Thursday, December 28, 2006

Who are you?

There really are only a few days left in 2006. Everyone knows that when you are a kid time goes so slowly. Like a road trip to our family cabin at age 12... sitting in my seat with my Walkman and headphones, desperately trying to remember not to sing out loud. When all of a sudden, Joey McIntyre from New Kids on the Block starts belting out "Please Don't Go Girl" and I lose control. It seems that almost simultaneously as the song escapes my lips I feel a jab in my arm and the headphones being ripped from my ears. It is of course my own fault, I should know better than to sing in a car with 14 year old and 16 year old brothers. And unfortunately for me, my mother agrees that it is my own fault. There is nothing as insensitive as asking a 12 year old girl to sit in silence for and hour and a half. These were the days that sped by like molasses. Nothing was done fast enough. We were never there yet. And I had two brothers who knew exactly how to push the buttons of their impatient and short tempered little sister.
Now you would think that 14 years later this young woman would have grown up and out of this stage of impatience and irritability. After all, days at 26 fly by so fast that we just want to dig our heels in the ground and skid along just to slow them down a bit. I know I would give anything for a slow-like-molasses day. Instead I look to upcoming High School reunions, wonder how someone who was in 8th grade when I graduated high school could possibly be in grad school now, and watch another brother start his 30th year on this earth.
2007 is almost here and I still remember watching Back to the Future in 1985, thinking that in 2015 we would be in flying cars and I would have a hover-board. The world has changed, my friends have changed... have I changed? I know that I have changed in a way. But there has to be something that never changes. I am still me...

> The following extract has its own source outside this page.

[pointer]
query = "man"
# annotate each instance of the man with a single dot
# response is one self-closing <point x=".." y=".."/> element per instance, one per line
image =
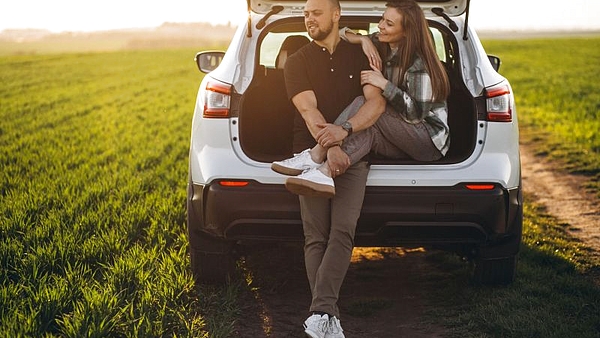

In the fall of 1995, I began a class called World Civilizations with Mr. Bazan as my teacher. He began the class saying, "Who are you?" One student would say "I am Eric." Mr. Bazan would reply "I didn't ask your name, I asked who you are?" This would go on with people replying with things such as "I am a student" "I am a girl" "I am a football player" No one ever really gave an answer that seemed to satisfy the question. I think that I have an answer now... There is something that never changes. Something that I can't change about myself even if I want to. I am still me... But who am I? I am a child of God.